Vim mode in Zed is supposed to primarily "do what you expect": it mostly tries to copy vim exactly, but will use Zed-specific functionality when available to make things smoother. This means Zed will never be 100% vim compatible, but should be 100% vim familiar!
The backlog is maintained in the #vim channel notes.
Testing against Neovim
If you are making a change to make Zed's behavior more closely match vim/nvim, you can create a test using the NeovimBackedTestContext.
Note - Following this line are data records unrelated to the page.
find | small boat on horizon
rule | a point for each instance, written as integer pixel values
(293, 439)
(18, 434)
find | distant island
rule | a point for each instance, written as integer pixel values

For example, the following test checks that Zed and Neovim have the same behavior when running * in visual mode:
#[gpui::test]
async fn test_visual_star_hash(cx: &mut gpui::TestAppContext) {
let mut cx = NeovimBackedTestContext::new(cx).await;
cx.set_shared_state("ˇa.c. abcd a.c. abcd").await;
cx.simulate_shared_keystrokes(["v", "3", "l", "*"]).await;
cx.assert_shared_state("a.c. abcd ˇa.c. abcd").await;
}
To keep CI runs fast, by default the neovim tests use a cached JSON file that records what neovim did (see crates/vim/test_data), but while developing this test you'll need to run it with the neovim flag enabled:
cargo test -p vim --features neovim test_visual_star_hash
This will run your keystrokes against a headless neovim and cache the results in the test_data directory. Note that neovim must be installed and reachable on your $PATH in order to run the feature.
Testing zed-only behavior
Zed does more than vim/neovim in their default modes. The VimTestContext can be used instead. This lets you test integration with the language server and other parts of zed's UI that don't have a NeoVim equivalent.